Or … Better living through working with more stuff.

This is from the Summer 2014 edition of Interface which should have just arrived in your real-world mailbox. It’s Petr Vanysek’s “From the Editor” piece.

I think that I will need to change what I do. No, I am not thinking of quitting electrochemistry and opening a kennel for German shepherds. I like chemistry and I do not see eliminating it from my life, but the college freshmen students would probably prefer to see it, at least in the name, all gone. Now, it seems, that even the analytical chemistry specialty is in peril.

You see, I am going to give a recruitment talk at a chemistry department at one of the Wisconsin universities. This is how it works: our department sends neighboring schools fliers describing our PhD program and offers to send a professor to give a seminar presentation. The host department gets a free seminar out of it and our department may entice some students to apply to our graduate program. Even if nobody applies right there and then, the departments keep in touch, which is always nice. In preparation for the trip I offered a few topics I could discuss, all electrochemical, and I asked which would be the most appreciated by the students.

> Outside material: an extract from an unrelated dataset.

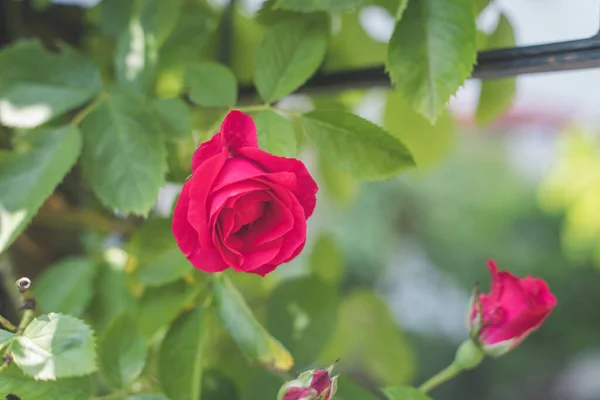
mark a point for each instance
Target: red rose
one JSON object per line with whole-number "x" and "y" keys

The guidance I got was frank and disheartening. “For some reason,” the instructor in charge wrote, “the word ‘Analytical’ seems to cause student aversion – thus I’d counsel against its use in a title.”

Electrochemistry at U.S. chemistry departments is traditionally part of the analytical chemistry curriculum, so how long can I hide the fact that I am a chemist and an analytical one at that? The more pressing question is, what can we do about it? There are possibly two reasons why the present student population does not care much for chemistry. One goes back to their parents and grandparents. Larry Faulkner in his tribute to Bard and Goodenough, pointed out how the DuPont slogan “Better Living Through Chemistry,” adopted in 1935, lost the “through chemistry” in 1982.